I am not a very masculine woman. I don't fall into many of the cliches at all. I don't play softball, I'm not good at building things, I wear makeup, I carry a purse, I like to buy clothes (pink clothes even!), I like to decorate, I know what colors go with what, I don't have short hair, I don't own 23 cats, I don't watch Xena, I have a child.... Also, I don't actually believe in any of those cliches! I do, however believe that you can sometimes tell that someone is gay just by watching they way he or she moves, just as mentioned in the quote above. I'm not talking about the totally "obvious" types either. There's just something, an un-nameable quality, that sets off my "gaydar" on some people. It's not anything that I can put my finger on, it's just something that I know.
 
posted by Lisa at 3/14/2006 08:21:00 PM ¤ Permalink ¤


1 Comments:


  • At 3/15/2006 09:20:00 PM, Blogger Diana_CT

    Over all I thought the Sixty Minutes piece was good, but they could have pick someone better than Michael Bailey. He has been discredited because of his book “The Man Who Would Be Queen: The Science of Gender Bending and Transsexualism” the research that was done for the book has been questioned.

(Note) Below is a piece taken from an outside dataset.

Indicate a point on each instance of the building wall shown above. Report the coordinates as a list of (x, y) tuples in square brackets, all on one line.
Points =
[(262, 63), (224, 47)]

Claims were made that he didn’t inform his subjects that they were the subject of his research and that he distorted their stories. Northwestern University opened up a formal investigation in to Baliey’s conduct in 2004 and he resigned his Chairmanship of the Department of Psychology, however he did remain his professorship there.
    I think a better candidate for the Sixty Minutes piece would have Milton Diamond Phd from the University of Hawaii.